Si torna a discutere di primarie, immaginando che siano la modalità più aperta e democratica, più partecipata, più coinvolgente, più probante per selezionare il leader. Si tratti di un partito o piuttosto di una coalizione.
Pare che la destra, nella nuova Legge elettorale, sia propensa ad inserire il nome del premier proposto in testa alle liste, sperando di provocare un conflitto insanabile a sinistra. Altri – sempre a destra – lo sconsiglierebbero per non offrire agli avversari la chance di una vasta mobilitazione del loro elettorato, attraverso le primarie. Ma è davvero così? E’ sempre così? E’ dovunque così, in ogni sistema politico? Di qualunque primaria si tratti?

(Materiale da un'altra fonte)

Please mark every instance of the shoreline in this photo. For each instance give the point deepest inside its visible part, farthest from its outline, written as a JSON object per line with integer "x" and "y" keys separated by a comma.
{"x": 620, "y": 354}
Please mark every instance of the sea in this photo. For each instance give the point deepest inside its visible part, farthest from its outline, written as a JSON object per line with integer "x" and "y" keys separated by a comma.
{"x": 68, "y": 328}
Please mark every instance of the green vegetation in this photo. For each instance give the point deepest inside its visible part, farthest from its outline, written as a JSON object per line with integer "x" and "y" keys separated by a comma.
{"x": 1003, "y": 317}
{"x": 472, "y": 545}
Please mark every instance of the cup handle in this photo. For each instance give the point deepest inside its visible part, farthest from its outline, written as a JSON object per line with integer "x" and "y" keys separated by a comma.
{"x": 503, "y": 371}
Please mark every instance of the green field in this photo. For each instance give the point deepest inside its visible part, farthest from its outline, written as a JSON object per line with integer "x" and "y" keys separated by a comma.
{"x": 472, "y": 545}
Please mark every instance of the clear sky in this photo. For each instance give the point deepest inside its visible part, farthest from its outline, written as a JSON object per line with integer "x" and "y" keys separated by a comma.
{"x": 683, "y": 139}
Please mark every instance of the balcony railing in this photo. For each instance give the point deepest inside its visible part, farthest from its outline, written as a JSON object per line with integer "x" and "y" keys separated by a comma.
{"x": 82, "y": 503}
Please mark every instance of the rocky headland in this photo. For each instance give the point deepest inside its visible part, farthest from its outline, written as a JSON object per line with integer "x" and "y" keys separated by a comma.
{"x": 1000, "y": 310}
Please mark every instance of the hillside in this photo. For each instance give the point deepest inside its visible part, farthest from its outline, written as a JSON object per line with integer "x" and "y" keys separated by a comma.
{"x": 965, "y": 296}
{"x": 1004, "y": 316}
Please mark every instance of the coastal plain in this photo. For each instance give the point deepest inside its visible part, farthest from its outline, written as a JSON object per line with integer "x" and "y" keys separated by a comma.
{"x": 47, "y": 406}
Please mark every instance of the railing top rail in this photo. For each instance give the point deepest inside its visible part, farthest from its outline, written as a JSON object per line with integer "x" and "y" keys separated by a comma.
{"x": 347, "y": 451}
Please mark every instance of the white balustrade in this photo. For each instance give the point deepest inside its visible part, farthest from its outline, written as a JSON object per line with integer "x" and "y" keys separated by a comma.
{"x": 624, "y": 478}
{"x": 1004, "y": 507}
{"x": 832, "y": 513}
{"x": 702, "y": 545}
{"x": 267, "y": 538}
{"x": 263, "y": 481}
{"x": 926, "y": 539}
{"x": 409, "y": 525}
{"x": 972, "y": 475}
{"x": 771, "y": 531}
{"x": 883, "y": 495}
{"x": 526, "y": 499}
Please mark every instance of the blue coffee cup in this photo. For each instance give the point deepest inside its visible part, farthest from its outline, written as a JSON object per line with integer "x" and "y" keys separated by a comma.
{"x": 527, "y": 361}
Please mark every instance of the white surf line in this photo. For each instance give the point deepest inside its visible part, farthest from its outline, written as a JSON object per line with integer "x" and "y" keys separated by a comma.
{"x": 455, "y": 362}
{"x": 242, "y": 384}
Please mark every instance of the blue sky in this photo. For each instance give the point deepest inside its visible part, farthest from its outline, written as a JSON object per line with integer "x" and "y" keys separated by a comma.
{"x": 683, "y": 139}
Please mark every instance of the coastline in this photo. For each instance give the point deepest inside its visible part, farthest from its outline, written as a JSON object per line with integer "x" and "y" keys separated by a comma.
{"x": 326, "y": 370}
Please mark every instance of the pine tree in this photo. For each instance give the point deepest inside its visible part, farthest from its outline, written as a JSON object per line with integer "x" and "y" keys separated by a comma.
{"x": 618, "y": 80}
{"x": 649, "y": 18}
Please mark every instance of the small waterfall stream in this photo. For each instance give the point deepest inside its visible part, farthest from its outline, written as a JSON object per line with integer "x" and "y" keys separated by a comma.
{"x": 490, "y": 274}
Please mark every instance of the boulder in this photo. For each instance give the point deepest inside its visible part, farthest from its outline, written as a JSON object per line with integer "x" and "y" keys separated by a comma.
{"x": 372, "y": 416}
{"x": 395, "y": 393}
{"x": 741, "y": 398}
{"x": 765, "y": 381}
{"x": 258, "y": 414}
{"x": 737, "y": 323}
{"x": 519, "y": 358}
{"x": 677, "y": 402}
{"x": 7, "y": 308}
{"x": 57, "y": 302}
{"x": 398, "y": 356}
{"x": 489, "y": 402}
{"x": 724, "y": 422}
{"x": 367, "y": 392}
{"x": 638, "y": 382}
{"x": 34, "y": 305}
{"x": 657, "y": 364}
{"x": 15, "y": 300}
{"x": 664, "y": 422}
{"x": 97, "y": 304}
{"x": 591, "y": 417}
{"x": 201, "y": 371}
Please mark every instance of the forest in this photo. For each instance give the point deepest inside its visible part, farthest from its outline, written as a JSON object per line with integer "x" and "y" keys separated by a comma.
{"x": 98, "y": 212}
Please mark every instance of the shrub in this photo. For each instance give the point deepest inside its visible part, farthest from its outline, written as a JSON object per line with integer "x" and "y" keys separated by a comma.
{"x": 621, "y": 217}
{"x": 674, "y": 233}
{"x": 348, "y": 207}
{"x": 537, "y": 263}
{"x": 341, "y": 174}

Tutte le elezioni primarie hanno sempre e comunque una particolarità che le differenzia dalle consultazioni prescritte dal nostro Ordinamento istituzionale: avvengono senza che sia definito con la necessaria puntualità il corpo elettorale. L’insieme degli aventi diritto è indefinito ed aleatorio. Non si limita, in particolare, agli iscritti registrati da una determinata forza. Basta una piccola contribuzione perché chiunque possa accedere al voto.
Non è una cosa da poco. Si tratta di una condizione che apparentemente accresce, in realtà limita l’ effettiva rappresentatività del voto, che finisce per assomigliare troppo, più che altro, ad un sondaggio. In altri termini, una indicazione che nasce dalla consultazione di un più o meno vasto concerto di cittadini di cui, al di là del dato numerico assoluto, è difficile valutare il peso specifico, cioè la maggiore o minore rispondenza quantitativa del voto espresso alla presumibile base elettorale.

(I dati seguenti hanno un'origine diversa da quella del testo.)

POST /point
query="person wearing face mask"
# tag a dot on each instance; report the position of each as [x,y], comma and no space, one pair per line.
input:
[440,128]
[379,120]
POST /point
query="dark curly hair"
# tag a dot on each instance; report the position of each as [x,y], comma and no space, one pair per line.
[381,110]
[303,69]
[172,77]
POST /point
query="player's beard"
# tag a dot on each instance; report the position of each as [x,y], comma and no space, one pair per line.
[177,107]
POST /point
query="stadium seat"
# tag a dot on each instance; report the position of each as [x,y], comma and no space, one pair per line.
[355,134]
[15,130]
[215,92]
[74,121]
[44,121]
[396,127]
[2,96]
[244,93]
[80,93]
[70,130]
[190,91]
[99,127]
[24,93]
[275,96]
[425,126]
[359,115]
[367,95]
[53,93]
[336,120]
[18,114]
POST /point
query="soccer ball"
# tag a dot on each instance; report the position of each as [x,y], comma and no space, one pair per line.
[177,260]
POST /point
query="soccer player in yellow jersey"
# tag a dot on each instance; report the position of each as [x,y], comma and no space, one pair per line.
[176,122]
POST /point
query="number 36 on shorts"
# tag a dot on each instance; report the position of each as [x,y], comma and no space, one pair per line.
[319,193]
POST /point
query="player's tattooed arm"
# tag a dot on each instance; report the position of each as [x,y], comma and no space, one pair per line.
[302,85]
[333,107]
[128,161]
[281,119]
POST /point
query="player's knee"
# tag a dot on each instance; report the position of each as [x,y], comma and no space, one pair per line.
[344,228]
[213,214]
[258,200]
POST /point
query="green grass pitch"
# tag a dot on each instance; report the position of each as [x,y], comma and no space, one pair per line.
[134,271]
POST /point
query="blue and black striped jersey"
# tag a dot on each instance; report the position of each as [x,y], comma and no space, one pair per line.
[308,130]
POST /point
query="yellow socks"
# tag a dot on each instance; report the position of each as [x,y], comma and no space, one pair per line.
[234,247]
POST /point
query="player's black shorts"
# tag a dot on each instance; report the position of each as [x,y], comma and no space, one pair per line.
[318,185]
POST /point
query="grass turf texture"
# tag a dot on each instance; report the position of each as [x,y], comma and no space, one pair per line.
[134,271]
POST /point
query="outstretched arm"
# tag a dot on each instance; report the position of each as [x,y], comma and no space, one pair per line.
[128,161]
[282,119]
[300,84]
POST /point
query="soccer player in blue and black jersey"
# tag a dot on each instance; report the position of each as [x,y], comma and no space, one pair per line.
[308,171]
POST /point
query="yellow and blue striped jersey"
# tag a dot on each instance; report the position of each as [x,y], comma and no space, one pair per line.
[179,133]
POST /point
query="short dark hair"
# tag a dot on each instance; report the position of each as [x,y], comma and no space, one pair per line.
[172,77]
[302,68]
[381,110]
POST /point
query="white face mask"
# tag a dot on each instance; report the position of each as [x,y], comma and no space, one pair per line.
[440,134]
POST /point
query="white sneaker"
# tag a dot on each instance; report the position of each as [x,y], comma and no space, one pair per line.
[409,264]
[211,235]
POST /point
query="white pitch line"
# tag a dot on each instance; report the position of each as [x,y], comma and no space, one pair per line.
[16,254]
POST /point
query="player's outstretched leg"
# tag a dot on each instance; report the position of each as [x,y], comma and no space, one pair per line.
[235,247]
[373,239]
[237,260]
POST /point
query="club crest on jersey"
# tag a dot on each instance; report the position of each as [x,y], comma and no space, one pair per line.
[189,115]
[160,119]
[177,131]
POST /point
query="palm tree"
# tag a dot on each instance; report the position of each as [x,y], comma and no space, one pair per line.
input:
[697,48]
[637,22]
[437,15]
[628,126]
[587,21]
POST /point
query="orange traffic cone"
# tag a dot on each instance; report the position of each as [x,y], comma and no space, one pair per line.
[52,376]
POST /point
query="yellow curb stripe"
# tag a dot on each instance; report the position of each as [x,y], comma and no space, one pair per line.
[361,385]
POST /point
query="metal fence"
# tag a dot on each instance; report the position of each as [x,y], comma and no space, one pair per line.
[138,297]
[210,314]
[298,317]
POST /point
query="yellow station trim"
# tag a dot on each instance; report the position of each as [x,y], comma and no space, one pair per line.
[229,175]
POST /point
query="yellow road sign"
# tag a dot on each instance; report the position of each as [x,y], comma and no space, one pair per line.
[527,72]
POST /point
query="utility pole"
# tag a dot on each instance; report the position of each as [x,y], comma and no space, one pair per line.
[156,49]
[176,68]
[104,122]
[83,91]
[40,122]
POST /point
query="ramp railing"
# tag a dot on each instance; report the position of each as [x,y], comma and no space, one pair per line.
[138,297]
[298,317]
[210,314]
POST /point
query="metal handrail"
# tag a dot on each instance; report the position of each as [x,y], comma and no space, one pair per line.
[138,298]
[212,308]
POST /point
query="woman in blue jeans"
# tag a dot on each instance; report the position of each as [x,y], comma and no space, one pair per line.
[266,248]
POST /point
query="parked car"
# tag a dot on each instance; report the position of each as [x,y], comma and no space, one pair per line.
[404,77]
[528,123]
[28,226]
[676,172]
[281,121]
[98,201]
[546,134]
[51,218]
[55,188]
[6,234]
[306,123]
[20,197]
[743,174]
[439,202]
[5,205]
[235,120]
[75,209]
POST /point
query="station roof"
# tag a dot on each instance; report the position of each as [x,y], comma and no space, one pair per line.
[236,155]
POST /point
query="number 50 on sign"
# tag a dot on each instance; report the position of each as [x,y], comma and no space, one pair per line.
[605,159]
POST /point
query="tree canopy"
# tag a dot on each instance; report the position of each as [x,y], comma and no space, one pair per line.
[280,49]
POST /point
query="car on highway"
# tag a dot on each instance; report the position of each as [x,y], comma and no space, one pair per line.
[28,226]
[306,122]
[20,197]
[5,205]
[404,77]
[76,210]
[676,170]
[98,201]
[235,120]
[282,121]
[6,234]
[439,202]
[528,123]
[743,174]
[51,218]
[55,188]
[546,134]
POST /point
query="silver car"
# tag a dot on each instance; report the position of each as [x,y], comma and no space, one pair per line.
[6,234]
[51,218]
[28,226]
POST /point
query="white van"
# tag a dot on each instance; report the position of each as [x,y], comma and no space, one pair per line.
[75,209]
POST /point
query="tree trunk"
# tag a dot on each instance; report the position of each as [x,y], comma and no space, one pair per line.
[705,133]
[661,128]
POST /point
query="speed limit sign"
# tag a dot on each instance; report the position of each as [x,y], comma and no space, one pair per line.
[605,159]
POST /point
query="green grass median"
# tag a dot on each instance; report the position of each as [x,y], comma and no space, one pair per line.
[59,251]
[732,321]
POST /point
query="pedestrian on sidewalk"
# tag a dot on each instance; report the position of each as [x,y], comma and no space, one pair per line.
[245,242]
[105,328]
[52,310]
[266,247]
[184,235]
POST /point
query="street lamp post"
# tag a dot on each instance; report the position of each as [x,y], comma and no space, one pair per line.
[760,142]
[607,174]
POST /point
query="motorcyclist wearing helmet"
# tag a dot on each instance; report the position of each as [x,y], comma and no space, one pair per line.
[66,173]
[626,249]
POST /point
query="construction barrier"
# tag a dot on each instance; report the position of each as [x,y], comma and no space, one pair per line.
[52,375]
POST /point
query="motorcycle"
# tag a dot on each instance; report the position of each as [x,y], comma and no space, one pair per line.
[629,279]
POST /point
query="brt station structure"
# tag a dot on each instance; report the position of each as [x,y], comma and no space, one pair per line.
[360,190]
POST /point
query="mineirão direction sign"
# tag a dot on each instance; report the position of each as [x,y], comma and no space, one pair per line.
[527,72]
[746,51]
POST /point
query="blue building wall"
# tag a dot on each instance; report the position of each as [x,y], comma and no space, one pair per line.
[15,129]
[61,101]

In teoria, tutti possono partecipare a tutte le primarie, siano di questo partito o di tutt’altro. Del proprio partito o di quello avversario. Si tratta forse di una ipotesi estrema che prevede un’operazione preordinata, non facile da organizzare, con ogni probabilità non rilevante in ordine al risultato finale, ma pure da non escludere a priori, tanto che in alcune primarie si è, perlomeno, affacciato il dubbio che questo possa essere accaduto.

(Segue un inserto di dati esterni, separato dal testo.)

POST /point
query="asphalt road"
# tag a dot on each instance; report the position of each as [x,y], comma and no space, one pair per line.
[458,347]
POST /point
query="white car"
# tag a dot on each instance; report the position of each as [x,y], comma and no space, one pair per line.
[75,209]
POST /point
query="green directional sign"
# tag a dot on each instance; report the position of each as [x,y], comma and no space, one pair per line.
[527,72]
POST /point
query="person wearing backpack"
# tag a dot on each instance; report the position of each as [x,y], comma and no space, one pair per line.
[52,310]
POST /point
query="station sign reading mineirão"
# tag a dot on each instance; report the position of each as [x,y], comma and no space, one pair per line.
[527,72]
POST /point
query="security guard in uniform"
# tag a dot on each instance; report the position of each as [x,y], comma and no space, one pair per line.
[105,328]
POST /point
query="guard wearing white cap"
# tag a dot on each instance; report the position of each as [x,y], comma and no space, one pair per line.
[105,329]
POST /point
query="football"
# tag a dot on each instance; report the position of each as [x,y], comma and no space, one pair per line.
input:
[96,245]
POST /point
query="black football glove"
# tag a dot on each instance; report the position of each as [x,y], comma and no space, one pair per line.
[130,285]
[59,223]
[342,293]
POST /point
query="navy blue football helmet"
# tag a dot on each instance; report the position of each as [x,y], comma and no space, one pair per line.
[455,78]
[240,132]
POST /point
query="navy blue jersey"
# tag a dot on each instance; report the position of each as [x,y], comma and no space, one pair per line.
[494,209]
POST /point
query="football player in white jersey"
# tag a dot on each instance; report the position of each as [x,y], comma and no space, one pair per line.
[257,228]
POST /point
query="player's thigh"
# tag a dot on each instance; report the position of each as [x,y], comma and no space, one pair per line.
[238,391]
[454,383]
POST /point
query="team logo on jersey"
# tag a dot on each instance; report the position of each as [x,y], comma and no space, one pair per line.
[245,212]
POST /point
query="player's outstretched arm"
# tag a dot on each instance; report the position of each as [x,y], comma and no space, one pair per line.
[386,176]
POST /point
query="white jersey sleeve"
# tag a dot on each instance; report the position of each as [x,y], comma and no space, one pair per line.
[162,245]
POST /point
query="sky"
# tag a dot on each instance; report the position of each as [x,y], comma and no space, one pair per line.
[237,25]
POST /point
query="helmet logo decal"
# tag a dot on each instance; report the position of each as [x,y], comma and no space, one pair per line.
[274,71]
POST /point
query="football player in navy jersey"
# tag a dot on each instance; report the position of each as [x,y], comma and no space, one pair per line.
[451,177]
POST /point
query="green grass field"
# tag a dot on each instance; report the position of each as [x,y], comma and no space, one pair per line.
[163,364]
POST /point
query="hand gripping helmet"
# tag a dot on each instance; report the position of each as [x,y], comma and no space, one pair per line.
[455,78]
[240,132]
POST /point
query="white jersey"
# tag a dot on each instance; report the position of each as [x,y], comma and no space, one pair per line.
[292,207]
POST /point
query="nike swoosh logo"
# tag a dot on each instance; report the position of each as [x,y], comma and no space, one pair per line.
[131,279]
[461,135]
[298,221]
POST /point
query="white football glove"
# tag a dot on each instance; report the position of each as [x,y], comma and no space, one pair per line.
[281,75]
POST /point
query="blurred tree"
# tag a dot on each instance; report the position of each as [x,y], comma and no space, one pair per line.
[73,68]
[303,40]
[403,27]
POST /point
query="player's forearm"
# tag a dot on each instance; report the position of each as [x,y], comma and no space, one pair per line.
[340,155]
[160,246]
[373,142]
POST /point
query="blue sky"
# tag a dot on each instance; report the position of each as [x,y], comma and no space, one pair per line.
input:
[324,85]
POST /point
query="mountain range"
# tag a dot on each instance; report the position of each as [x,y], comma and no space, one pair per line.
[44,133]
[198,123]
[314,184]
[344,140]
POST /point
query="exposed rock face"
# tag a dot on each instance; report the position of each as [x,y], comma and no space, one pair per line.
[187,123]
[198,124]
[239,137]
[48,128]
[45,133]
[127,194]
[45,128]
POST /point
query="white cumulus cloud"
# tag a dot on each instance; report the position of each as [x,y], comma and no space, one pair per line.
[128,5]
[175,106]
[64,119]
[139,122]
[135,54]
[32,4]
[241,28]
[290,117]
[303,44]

Né va dimenticato come, in talune occasioni – è successo anche al PD – l’elezione primaria non sia l’espressone della vitalità di un partito e della sua capacità attrattiva che si dilata al di là dei suoi confini. Ma, piuttosto, la via di fuga da un “impasse” irrisolvibile secondo le normali vie della dialettica interna, cosicché non si può supplire altrimenti se non ricorrendo ad una figura che, addirittura esterna al partito, consenta di non esasperare i toni, permettendo a ciascuna componente di dichiarare che la partita è finita “pari e patta”, senza che scorra il sangue di vinti e di vincitori. Ma soprattutto – si tratti di una coalizione o di un partito – pur senza negarne in assoluto l’opportunità, le elezioni primarie, soprattutto ove se ne abusi, sono, ad un tempo, causa ed effetto di una mutazione della stessa sostanza di una forza, così come la conosciamo nella nostra tradizione civile e democratica. Inclina, infatti, decisamente verso la forma del “comitato elettorale”, ben lontana da una concezione del partito come declinazione politica di una cultura e di una visione complessiva del mondo.
Una forza non può essere, in un certo senso, “colonizzata” da una linea politica aleatoria, in qualche modo estrinseca alla sua effettiva dialettica interna. Bensì, deve approdare ad una leadership, in un certo senso, “tracciabile”, cioè espressione di un pensiero e di un indirizzo maturato nel lungo termine di una consuetudine di amicizia, di riflessione comune e di impegno solidale.